17 enero, 2026

Universidades autónomas, aliadas clave en la construcción de un Estado íntegro: funcionario de la ASF

En el marco del Diálogo Universitario, organizado por la Universidad Autónoma de San Luis Potosí (UASLP), el doctor Eber Omar Betanzos Torres, titular de la Unidad Técnica de la Auditoría Superior de la Federación (ASF), ofreció una reflexión amplia sobre ética pública, integridad institucional y fiscalización superior, como condiciones indispensables para una autonomía universitaria legítima, en un contexto nacional marcado por profundas transformaciones sociales, económicas y culturales.

Durante su participación, destacó el papel histórico que ha desempeñado la Universidad Autónoma de San Luis Potosí en la construcción de prestigio académico, legitimidad social y una relación estrecha con su entorno. Subrayó que este reconocimiento no es fortuito, sino resultado de un trabajo constante orientado a la formación universitaria con pensamiento crítico, conciencia social y capacidad de incidir en la vida pública, tanto a nivel estatal como nacional, mediante la generación de conocimiento. En ese sentido, reconoció también el papel de San Luis Potosí como una entidad federativa líder en diversos sectores estratégicos para el país.

El funcionario federal señaló que educar es una de las tareas más nobles a las que puede aspirar cualquier persona, pues implica compartir de manera generosa la experiencia y el conocimiento acumulado, para que otros encuentren nuevas formas de enfrentar y resolver problemas comunes. En el ámbito de la educación superior, dijo, esta misión adquiere una profundidad mayor, ya que no se limita a la transmisión de herramientas técnicas para el ejercicio profesional, sino que busca formar personas con espíritu creativo y propositivo, capaces de ir más allá de lo aprendido y de aportar ideas propias al esfuerzo colectivo de construir conocimiento.

En un país como México, con grandes contrastes y brechas sociales y económicas, la contribución de las universidades públicas resulta aún más relevante. La formación educativa se convierte en un motor del desarrollo, en un generador de mejores condiciones de bienestar y en un pilar para la construcción de sociedades más justas y equitativas. Quienes acceden a la educación universitaria pública, afirmó, son beneficiarios de una de las inversiones más importantes que realiza el Estado en términos de recursos materiales, financieros y humanos, dentro de un proyecto de nación, señaló.

A partir de ello, subrayó la importancia de que los recursos públicos destinados a las instituciones de educación superior se asignen y ejerzan con el mayor cuidado, bajo criterios que aseguren su aprovechamiento óptimo y su impacto social. Las universidades no sólo forman profesionistas, también ofrecen espacios para conocer de cerca la realidad social del país, sus desafíos y necesidades, y para afirmar compromisos éticos y profesionales.

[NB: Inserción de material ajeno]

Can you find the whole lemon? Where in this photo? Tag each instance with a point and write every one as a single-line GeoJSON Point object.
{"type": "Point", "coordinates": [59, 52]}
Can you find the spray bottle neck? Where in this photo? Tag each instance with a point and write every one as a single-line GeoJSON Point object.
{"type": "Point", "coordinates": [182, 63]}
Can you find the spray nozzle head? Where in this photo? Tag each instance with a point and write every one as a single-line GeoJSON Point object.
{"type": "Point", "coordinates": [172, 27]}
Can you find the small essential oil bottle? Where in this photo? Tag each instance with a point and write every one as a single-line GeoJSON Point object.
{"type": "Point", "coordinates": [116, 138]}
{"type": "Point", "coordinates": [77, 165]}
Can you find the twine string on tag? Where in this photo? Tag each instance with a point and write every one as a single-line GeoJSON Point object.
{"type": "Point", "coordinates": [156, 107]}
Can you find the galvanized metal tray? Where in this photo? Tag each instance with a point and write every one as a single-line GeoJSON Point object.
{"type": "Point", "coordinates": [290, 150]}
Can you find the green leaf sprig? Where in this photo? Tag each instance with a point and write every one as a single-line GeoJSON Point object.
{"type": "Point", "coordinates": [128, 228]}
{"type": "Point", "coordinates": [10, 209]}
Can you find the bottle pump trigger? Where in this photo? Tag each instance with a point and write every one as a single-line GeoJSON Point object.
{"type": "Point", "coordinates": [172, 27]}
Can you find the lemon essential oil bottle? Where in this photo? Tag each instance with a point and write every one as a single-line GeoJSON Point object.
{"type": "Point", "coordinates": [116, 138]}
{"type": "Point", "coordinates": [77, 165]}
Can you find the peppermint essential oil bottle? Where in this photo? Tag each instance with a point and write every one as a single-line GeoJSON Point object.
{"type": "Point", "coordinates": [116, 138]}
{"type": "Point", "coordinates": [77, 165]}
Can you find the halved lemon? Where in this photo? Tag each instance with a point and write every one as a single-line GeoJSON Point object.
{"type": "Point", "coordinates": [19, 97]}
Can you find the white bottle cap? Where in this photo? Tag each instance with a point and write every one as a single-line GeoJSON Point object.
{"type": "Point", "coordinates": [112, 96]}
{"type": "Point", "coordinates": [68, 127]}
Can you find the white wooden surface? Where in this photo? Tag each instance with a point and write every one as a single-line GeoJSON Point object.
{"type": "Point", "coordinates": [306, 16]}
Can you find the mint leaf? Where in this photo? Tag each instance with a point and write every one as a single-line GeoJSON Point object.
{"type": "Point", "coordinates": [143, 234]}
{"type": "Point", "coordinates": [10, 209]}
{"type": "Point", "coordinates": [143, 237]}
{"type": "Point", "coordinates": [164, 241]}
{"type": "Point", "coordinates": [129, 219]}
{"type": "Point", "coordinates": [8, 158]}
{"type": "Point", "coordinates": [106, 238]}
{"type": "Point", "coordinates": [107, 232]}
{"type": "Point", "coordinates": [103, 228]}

Al abordar el concepto de fiscalización, afirmó que esta no se concibe únicamente desde una lógica sancionadora, sino como un proceso que busca identificar áreas de oportunidad, proponer alternativas y mejorar la eficiencia en el ejercicio del gasto. Cada peso del patrimonio público ejercido correctamente, señaló, permite orientar de manera más clara los fines de las políticas públicas.

Uno de los ejes centrales de su intervención fue la autonomía universitaria, entendida como un concepto complejo que abarca la libertad de cátedra, la integración del cuerpo académico, la organización interna y la administración de recursos. Recordó que el debate sobre la fiscalización de las universidades no es nuevo y tiene raíces profundas en la historia del país, con discusiones que se remontan al siglo pasado, como las sostenidas entre Justo Sierra y José Yves de Limantour, en torno al control de los recursos universitarios.

Con el paso del tiempo, explicó, se ha construido un equilibrio más sólido entre autonomía y rendición de cuentas. Hoy, la capacidad de revisión de los recursos federales corresponde a la Federación, bajo un esquema que reconoce la autonomía universitaria y, al mismo tiempo, la responsabilidad en el ejercicio del gasto público. La elevación de la autonomía universitaria a rango constitucional en 1980, mediante su incorporación al artículo tercero, consolidó esta visión integral, en la que la fiscalización superior acompaña la gestión presupuestal desde una lógica institucional y democrática.

Finalmente, el titular de la Unidad Técnica de la ASF afirmó que la educación pública es el camino más sólido hacia la igualdad y el progreso. Garantizar el acceso a la educación superior, sin importar el origen o la condición social, es una tarea urgente que requiere recursos ejercidos con eficiencia, transparencia y rendición de cuentas. En este esfuerzo, la Auditoría Superior de la Federación se asume como aliada de las universidades, respetando su autonomía y fortaleciendo la confianza pública.